Il commento dell'ex reggente dell'Istruzione ai tempi del Covid in riferimento al tema di attualità sulla missiva che ricevette dagli intellettuali per ripristinare gli scritti d'esame durante la pandemia

Ansa

Uno dei temi di attualità proposto per la maturità agli studenti richiama una lettera aperta inviata nel 2021 dal mondo accademico e culturale all'ex ministro dell'Istruzione Patrizio Bianchi, che invitava a reintrodurre le prove scritte alla Maturità. Una missiva redatta durante la pandemia di Covid. L'ex ministro, in questa traccia vede "un attacco diretto nei miei confronti e non ce ne era motivo: ho lavorato tutto l'anno, da ministro, con centinaia di docenti e milioni di famiglie per riportare i ragazzi a scuola durante la pandemia. Tra l'altro l'anno scorso la maturità è stata fatta con gli scritti. È stato fatto un errore a proporre questa traccia, anche dal punto di vista educativo. E la trovo pretestuosa dal punto di vista politico, perché vuole colpire tutti quelli che hanno lavorato per il bene della scuola", ha commentato.

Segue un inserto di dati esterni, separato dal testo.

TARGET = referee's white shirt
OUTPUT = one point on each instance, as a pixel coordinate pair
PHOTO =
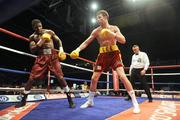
(140, 60)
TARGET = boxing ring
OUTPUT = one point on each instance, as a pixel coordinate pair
(49, 103)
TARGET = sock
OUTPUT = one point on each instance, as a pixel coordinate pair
(26, 91)
(66, 89)
(91, 96)
(133, 97)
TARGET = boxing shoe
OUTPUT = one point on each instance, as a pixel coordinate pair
(70, 101)
(87, 104)
(136, 109)
(22, 102)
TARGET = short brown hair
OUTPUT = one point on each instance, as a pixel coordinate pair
(103, 12)
(34, 22)
(135, 46)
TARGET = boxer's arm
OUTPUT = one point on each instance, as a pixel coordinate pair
(118, 36)
(87, 41)
(56, 38)
(33, 46)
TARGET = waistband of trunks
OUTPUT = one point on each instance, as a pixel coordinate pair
(106, 49)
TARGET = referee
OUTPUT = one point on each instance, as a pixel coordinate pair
(138, 68)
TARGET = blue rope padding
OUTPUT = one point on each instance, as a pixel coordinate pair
(67, 78)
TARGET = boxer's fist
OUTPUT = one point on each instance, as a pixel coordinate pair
(46, 37)
(74, 54)
(62, 56)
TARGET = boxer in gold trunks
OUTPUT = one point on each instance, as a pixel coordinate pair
(109, 56)
(42, 44)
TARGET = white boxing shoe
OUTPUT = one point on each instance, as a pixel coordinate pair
(87, 104)
(136, 109)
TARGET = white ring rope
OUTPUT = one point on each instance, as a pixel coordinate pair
(65, 64)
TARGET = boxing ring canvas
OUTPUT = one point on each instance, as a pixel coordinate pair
(106, 107)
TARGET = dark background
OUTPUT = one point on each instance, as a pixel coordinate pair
(153, 24)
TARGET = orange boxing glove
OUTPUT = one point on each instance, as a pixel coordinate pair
(75, 54)
(46, 37)
(62, 56)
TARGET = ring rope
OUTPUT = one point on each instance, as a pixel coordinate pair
(27, 40)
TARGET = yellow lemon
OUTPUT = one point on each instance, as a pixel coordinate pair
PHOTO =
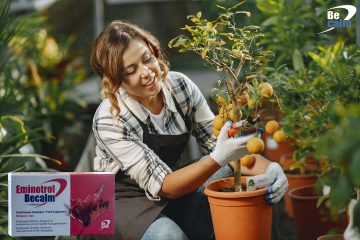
(216, 132)
(255, 145)
(266, 89)
(243, 99)
(247, 160)
(220, 100)
(271, 127)
(251, 102)
(279, 136)
(218, 122)
(224, 113)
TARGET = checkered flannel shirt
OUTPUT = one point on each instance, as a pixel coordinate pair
(120, 143)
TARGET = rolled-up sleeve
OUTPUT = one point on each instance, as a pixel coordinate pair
(202, 117)
(120, 148)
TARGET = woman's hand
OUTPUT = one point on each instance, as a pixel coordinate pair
(228, 149)
(279, 183)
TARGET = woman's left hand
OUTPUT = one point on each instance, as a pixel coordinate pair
(279, 183)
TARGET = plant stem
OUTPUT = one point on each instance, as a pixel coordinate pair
(235, 109)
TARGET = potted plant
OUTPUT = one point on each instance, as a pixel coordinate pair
(342, 173)
(236, 54)
(15, 133)
(331, 78)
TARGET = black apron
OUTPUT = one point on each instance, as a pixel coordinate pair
(134, 211)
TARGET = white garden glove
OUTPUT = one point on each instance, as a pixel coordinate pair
(229, 149)
(279, 183)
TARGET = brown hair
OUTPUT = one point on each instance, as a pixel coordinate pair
(107, 52)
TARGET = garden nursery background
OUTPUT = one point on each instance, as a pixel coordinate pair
(49, 94)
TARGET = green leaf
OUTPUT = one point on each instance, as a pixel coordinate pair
(298, 62)
(356, 222)
(354, 167)
(236, 5)
(270, 21)
(221, 7)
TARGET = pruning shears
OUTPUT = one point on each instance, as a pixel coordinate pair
(241, 125)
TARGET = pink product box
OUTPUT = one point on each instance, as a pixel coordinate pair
(61, 204)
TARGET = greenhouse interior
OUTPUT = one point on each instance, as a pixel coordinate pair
(180, 119)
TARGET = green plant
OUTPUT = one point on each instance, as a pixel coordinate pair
(307, 96)
(14, 134)
(235, 53)
(292, 28)
(51, 74)
(340, 146)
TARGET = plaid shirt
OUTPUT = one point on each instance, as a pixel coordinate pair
(120, 143)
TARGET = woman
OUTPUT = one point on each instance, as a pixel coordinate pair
(142, 127)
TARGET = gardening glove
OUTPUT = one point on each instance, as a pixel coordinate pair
(229, 149)
(279, 183)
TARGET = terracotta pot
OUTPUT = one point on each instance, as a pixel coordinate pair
(310, 221)
(296, 180)
(239, 215)
(331, 237)
(274, 151)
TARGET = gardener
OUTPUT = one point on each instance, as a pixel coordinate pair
(141, 128)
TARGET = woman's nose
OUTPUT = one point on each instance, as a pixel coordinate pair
(145, 71)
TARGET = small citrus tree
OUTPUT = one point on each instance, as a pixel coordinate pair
(236, 54)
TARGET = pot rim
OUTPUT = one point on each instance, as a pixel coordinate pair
(298, 175)
(231, 195)
(294, 196)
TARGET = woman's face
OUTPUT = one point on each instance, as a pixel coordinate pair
(141, 71)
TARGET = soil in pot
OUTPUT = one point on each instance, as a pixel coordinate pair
(310, 221)
(239, 215)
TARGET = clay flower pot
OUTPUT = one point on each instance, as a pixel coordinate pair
(331, 237)
(295, 181)
(310, 221)
(239, 215)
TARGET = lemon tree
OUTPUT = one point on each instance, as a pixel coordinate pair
(236, 54)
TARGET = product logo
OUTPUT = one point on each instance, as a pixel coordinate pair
(335, 20)
(39, 195)
(251, 183)
(105, 224)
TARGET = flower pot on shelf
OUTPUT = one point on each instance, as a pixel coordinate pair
(274, 151)
(238, 215)
(295, 181)
(331, 237)
(310, 221)
(351, 232)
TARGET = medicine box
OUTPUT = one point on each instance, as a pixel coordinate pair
(61, 204)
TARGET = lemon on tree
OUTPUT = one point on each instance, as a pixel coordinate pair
(255, 145)
(247, 160)
(279, 136)
(271, 127)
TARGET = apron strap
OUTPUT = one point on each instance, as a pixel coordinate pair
(186, 120)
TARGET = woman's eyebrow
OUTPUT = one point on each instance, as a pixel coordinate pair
(142, 55)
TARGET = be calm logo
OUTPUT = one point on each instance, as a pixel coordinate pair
(336, 20)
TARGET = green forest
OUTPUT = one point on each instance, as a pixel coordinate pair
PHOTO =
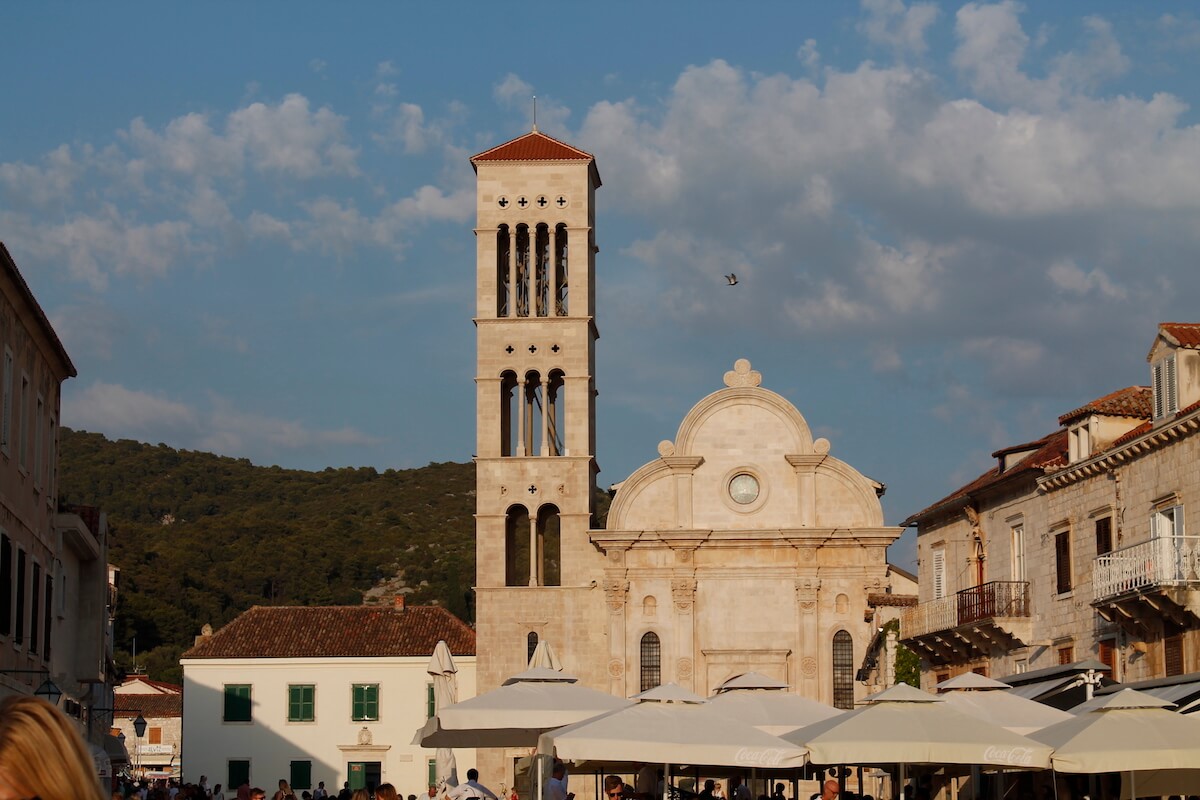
(201, 537)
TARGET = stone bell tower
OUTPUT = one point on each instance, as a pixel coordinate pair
(535, 409)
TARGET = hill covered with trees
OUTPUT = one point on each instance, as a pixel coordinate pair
(201, 537)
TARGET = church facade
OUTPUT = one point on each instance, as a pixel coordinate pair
(743, 545)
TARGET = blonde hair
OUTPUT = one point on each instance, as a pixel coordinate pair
(42, 755)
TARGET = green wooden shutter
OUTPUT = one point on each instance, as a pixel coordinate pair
(237, 703)
(301, 775)
(239, 773)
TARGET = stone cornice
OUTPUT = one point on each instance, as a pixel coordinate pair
(1101, 463)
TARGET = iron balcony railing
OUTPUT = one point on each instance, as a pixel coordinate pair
(985, 601)
(1158, 561)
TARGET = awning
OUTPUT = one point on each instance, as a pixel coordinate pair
(1043, 689)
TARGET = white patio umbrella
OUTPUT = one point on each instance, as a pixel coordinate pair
(766, 703)
(991, 701)
(670, 725)
(445, 693)
(904, 726)
(515, 714)
(545, 657)
(1128, 732)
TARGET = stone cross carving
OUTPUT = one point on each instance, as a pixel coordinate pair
(742, 374)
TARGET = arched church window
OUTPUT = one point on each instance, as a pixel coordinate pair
(561, 270)
(541, 270)
(503, 272)
(550, 547)
(516, 547)
(556, 411)
(843, 671)
(652, 661)
(522, 270)
(510, 410)
(533, 415)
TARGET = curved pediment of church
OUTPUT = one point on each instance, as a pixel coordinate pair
(744, 458)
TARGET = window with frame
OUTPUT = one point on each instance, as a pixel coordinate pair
(300, 774)
(237, 703)
(238, 773)
(651, 661)
(1173, 655)
(843, 671)
(6, 581)
(301, 703)
(1104, 535)
(6, 422)
(1062, 561)
(365, 702)
(1018, 539)
(1165, 394)
(939, 557)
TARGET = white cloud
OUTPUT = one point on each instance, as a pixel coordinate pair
(900, 28)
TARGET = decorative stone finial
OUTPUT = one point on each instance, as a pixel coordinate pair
(742, 374)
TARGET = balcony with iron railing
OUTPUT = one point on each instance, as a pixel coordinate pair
(1157, 563)
(1156, 578)
(970, 623)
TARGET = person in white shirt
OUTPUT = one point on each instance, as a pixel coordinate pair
(556, 788)
(472, 788)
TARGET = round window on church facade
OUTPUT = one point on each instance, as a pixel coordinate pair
(744, 488)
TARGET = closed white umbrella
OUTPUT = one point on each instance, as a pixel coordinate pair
(993, 701)
(445, 693)
(1126, 732)
(670, 726)
(903, 725)
(545, 657)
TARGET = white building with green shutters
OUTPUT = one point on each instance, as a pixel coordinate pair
(327, 693)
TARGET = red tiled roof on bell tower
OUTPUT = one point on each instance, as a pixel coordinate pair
(533, 146)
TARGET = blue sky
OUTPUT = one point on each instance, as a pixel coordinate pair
(251, 222)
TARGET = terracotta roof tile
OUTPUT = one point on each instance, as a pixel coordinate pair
(1132, 401)
(1051, 451)
(1186, 335)
(336, 631)
(148, 705)
(533, 146)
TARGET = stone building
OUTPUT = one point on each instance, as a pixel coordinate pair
(744, 545)
(1075, 547)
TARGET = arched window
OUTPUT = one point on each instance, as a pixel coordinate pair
(516, 547)
(561, 270)
(522, 277)
(556, 411)
(503, 275)
(541, 270)
(652, 661)
(550, 547)
(843, 671)
(510, 410)
(533, 414)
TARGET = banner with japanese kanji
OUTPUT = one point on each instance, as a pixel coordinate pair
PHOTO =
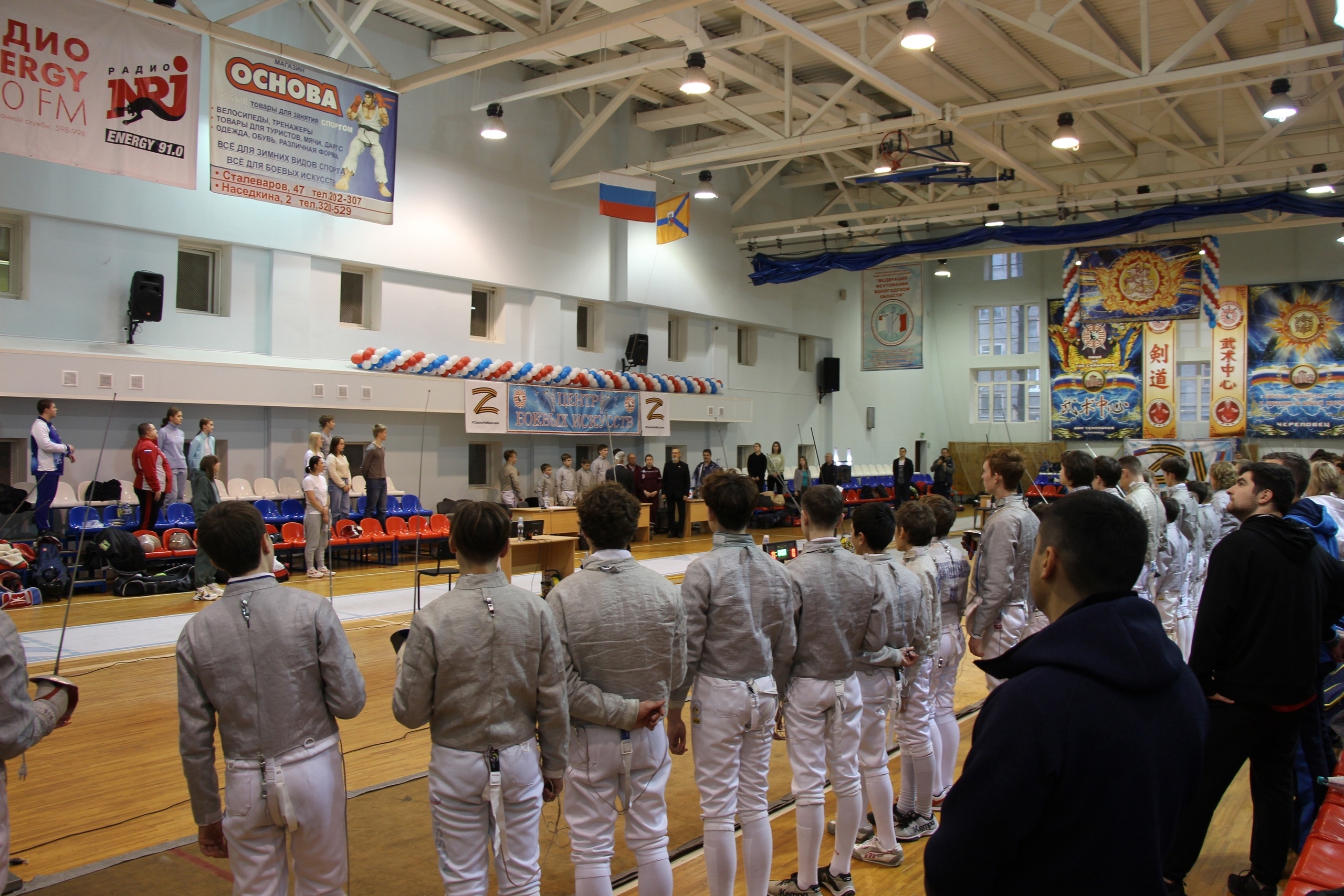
(1227, 398)
(1159, 381)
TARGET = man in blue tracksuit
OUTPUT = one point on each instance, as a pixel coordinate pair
(49, 462)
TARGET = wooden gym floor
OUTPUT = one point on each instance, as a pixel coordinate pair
(111, 784)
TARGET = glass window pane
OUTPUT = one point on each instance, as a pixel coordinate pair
(195, 279)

"Nel 2021 - ricorda l'ex ministro dell'Istruzione - abbiamo fatto quello che era giusto e ragionevole, garantendo comunque, nonostante fossimo in piena pandemia, gli esami per tutti, come del resto ha scelto giustamente di fare quest'anno il ministro Giuseppe Valditara nelle zone alluvionate. Ho lavorato poi tutto l'anno con centinaia di docenti e milioni di famiglie per riportare i ragazzi a scuola e a giugno dello scorso anno abbiamo fatto degli esami scritti, proprio perché i ragazzi avevano potuto frequentare le lezioni in presenza, sottoponendo ai maturandi una serie di ottime tracce".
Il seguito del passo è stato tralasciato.